I’m having a very hard time teaching my ESL 105 class (expository writing), and I’m wondering if you could visit my class and if we could please talk. I heard that you taught ESL writing for many years and that you might have some ideas. I think I’m a good writer, but that fact does not seem to help me in teaching academic writing to these international students. I just don’t know how to help them. I haven’t taught writing to ESL students before, but I’ve taught other ESL classes at the community college (and loved it!) before I started my M.A. degree. My students are studying in engineering, business, chemistry, history, biology, some other areas of science, but I cannot remember which ones. They are mostly Asians, but I have three Hispanic students who actually graduated from high school here and who tested into my class from the Writing Program-four students from Europe and two Arabic speakers. They all seem to have different needs when it comes to writing and their writing is all over the place. In general, the sample essays that I collected from them were full of errors and so poorly organized.

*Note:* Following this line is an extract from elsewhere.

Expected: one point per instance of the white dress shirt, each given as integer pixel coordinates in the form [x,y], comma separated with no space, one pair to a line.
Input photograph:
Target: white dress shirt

I feel completely overwhelmed in trying to respond, so I haven’t done anything with the papers. The students keep asking me about them because they want them back before their next essay is due. I just don’t know where to begin. Some grad students who have taught the course before gave me the syllabus and some materials, and there is a book. But, these syllabi are mostly based around the exercises in the book. Oh yes, a number of students don’t think the exercises I have them do in the book are helpful and have told me so (both in and after class-another problem). I wouldn’t say they have a bad attitude really; I think they just want to improve their writing abilities, and I don’t seem to be helping them. Can you please meet with me and help me soon? I’ll be in the lab all morning and will try to come back to find you. Also, my phone number is below, and I have a mailbox in the Department. [Personal correspondence, 2009]

Task: Reflect

1. If you were the person to whom the note in the vignette was directed, what specific advice would you give to this teacher in order to help him

move forward in solving the problems he is experiencing in his L2 academic writing class?